The UK has made no firm conclusion about Moscow’s likely motives, but they believe it might have been acting ahead of Russia’s four-year ban from sporting events. Of course, ‘cyber’ is one of its weapons of choice. Moscow has been blamed many times before for attacks against the critical infrastructure of other nations - but this incident affected many nations, not one.

And officials believe Russia is already carrying out cyber-reconnaissance and "malicious activity" in relation to the forthcoming Tokyo games next year, when an ‘Olympic Truce’ confirmed by the United Nations General Assembly, is due to be in place. 

On the long list of recent Russian aggressions, from the annexation of Crimea to the Salisbury poisonings, this alleged attack would not sit close to the top in terms of scale or consequence. But it might indicate who and what Putin’s military intelligence considers a legitimate target. 

The UK government hopes today’s public declaration might deter future cyberattacks. Based on what is suspected about Russia’s recent behaviour, that seems optimistic.

As well as the attacks on the Tokyo Games, which have now been postponed to 2021 because of the coronavirus pandemic, the government said it had also uncovered new details on the Russian cyber attacks on the 2018 Pyeongchang Games.

The NCSC said the GRU’s cyber unit attempted to disguise itself as North Korean and Chinese hackers when it targeted the opening ceremony of the Winter Games.
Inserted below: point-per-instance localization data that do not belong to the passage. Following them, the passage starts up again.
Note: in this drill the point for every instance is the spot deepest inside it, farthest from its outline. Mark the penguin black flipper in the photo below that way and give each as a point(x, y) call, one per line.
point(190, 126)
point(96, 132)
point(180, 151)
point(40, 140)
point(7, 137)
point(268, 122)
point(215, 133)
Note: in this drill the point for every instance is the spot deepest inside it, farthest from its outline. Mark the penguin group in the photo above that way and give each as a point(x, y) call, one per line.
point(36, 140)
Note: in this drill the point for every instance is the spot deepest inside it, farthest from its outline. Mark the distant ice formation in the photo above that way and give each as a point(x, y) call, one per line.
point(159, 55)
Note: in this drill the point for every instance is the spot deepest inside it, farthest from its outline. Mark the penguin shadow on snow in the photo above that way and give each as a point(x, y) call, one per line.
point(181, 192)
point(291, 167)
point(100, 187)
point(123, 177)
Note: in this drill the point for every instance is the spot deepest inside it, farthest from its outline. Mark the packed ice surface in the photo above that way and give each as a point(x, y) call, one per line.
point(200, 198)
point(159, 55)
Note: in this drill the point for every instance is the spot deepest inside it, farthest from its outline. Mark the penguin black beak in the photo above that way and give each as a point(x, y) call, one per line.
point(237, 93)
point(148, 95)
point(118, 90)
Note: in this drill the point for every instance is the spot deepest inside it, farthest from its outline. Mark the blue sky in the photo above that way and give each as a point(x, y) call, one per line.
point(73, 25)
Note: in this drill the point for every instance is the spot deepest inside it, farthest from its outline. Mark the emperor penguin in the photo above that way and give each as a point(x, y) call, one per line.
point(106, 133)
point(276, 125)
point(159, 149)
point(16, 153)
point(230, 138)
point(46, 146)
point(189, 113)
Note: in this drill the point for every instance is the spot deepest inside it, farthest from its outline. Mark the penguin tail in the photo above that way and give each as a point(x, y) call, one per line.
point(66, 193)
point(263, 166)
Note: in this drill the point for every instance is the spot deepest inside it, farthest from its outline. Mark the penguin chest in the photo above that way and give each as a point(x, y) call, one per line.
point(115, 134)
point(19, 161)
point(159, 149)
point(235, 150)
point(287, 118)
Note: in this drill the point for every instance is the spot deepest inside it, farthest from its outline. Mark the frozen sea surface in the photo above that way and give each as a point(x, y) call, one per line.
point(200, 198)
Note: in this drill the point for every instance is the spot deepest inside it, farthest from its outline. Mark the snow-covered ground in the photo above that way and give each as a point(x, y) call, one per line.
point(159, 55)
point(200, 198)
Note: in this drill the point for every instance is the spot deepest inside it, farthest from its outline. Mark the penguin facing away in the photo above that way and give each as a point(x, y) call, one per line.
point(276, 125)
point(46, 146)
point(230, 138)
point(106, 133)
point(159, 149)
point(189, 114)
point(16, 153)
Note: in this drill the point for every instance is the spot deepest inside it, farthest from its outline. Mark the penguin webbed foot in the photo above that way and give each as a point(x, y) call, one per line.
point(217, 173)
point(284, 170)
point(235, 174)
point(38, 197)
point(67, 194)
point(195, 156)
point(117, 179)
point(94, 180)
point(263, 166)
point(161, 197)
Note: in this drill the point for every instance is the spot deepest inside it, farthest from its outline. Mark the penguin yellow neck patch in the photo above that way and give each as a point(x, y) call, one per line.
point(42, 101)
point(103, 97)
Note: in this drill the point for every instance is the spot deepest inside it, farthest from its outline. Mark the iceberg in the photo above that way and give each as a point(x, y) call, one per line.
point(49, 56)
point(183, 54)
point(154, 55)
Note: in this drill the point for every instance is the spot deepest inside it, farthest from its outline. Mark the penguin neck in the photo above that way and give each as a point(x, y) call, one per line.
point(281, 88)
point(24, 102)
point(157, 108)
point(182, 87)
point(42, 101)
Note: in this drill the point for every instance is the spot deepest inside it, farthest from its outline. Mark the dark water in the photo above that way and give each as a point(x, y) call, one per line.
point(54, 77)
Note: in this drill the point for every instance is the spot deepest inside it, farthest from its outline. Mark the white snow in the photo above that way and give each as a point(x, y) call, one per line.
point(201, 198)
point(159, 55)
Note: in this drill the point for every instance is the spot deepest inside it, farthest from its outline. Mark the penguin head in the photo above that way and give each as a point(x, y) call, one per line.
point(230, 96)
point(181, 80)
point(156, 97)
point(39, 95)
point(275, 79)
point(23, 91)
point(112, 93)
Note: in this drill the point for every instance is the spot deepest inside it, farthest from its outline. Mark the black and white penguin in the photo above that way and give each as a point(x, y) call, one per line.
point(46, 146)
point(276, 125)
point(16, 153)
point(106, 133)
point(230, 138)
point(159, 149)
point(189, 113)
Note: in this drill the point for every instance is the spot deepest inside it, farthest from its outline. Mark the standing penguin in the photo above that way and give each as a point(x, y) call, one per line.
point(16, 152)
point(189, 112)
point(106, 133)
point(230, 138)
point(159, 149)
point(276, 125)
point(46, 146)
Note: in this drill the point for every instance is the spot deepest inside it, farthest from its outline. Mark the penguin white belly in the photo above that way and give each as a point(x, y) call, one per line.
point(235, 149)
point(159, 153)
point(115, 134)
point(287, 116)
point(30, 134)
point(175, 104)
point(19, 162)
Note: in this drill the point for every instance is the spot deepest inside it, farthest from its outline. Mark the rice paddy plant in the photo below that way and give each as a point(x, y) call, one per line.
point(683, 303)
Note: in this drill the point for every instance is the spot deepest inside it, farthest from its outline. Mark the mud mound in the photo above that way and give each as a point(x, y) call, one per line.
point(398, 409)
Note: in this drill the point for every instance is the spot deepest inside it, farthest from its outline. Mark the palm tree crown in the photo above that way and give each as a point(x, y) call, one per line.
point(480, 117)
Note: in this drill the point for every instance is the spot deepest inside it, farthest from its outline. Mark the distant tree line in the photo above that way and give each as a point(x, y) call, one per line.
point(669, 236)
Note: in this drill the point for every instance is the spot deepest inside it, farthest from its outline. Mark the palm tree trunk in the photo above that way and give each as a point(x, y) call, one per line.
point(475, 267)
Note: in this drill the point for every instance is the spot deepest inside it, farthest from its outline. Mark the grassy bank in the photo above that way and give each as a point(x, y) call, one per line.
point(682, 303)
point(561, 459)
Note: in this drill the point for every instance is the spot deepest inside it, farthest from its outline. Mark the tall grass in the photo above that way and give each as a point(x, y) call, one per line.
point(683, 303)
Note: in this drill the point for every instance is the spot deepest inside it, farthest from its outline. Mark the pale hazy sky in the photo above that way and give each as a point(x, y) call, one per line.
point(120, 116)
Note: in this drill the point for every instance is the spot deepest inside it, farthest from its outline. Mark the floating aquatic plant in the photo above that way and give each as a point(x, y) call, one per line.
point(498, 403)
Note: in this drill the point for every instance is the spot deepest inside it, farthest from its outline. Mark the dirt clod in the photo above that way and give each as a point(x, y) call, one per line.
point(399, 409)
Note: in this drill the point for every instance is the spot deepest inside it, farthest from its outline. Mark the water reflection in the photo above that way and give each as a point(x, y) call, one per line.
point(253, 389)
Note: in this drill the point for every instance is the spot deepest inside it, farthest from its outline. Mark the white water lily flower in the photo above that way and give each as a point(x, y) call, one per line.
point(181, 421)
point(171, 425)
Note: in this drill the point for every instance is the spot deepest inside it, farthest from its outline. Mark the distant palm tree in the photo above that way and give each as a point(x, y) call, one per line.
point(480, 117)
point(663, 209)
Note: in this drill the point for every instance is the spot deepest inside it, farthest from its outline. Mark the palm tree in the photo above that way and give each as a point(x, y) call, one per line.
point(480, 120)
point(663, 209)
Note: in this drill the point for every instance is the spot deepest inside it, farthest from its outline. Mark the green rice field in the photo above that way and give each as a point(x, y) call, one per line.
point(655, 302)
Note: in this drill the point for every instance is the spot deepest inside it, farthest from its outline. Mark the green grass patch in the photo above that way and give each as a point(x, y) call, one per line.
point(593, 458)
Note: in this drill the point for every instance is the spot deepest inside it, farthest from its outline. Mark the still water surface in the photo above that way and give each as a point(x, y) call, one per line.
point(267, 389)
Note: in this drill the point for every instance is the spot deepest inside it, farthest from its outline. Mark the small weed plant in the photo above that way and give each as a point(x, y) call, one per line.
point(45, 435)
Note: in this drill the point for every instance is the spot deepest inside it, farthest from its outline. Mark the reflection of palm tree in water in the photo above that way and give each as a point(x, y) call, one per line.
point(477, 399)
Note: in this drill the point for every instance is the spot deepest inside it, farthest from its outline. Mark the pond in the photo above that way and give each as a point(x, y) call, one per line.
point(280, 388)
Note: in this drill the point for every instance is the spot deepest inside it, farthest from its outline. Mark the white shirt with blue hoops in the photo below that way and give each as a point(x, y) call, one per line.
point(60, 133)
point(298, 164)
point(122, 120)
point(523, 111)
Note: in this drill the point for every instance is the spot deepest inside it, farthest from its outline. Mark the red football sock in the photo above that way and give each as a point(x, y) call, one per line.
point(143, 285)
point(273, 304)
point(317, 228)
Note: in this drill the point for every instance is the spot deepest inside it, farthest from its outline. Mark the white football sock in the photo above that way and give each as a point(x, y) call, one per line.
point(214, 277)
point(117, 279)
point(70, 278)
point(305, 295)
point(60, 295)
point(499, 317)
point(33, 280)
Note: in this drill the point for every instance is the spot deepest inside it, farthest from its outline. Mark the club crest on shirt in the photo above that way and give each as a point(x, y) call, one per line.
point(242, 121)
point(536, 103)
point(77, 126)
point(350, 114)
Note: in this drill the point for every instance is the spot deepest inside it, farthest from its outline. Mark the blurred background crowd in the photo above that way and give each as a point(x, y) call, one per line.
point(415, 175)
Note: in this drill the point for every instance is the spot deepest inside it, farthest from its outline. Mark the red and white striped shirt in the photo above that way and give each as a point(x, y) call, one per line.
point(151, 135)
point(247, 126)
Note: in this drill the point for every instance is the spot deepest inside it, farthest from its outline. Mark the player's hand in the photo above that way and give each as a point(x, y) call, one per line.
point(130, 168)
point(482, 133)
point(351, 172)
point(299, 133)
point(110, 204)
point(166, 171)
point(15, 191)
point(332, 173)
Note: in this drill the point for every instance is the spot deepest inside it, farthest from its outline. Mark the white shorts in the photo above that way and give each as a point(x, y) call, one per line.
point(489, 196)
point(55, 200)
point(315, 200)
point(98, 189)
The Paralympic flame during the Closing Ceremony for the Pyeongchang 2018 Winter Paralympics Credit: Adam Davy/PA

The cyber agency said the GRU used data-deletion malware in those attacks with the intention of sabotaging the running of both the Winter Olympic and Paralympic Games, as the malware was designed to wipe information from computers and to disable them.

The NCSC said administrators had worked to isolate the malware and replace affected computers, which had prevented any potential disruption.

The government said the GRU unit behind the attacks on the Olympics is the same one which targeted Ukraine’s electricity grid in 2015, and was behind the NotPetya cyber attack of 2017 which hit Ukrainian financial, energy, and government sectors as well as other European businesses.

The unit is known as the Main Centre for Special Technologies (GTsST), as well as by its field post number 74455 and a number of other names online, including Sandworm and VoodooBear.

The NCSC said the same unit is also responsible for an attack on the UK Foreign Office’s computer systems in March 2018, and another targeting the Defence and Science Technology Laboratory (DSTL) in April of the same year, which at the time was investigating the Salisbury Novichok poisoning.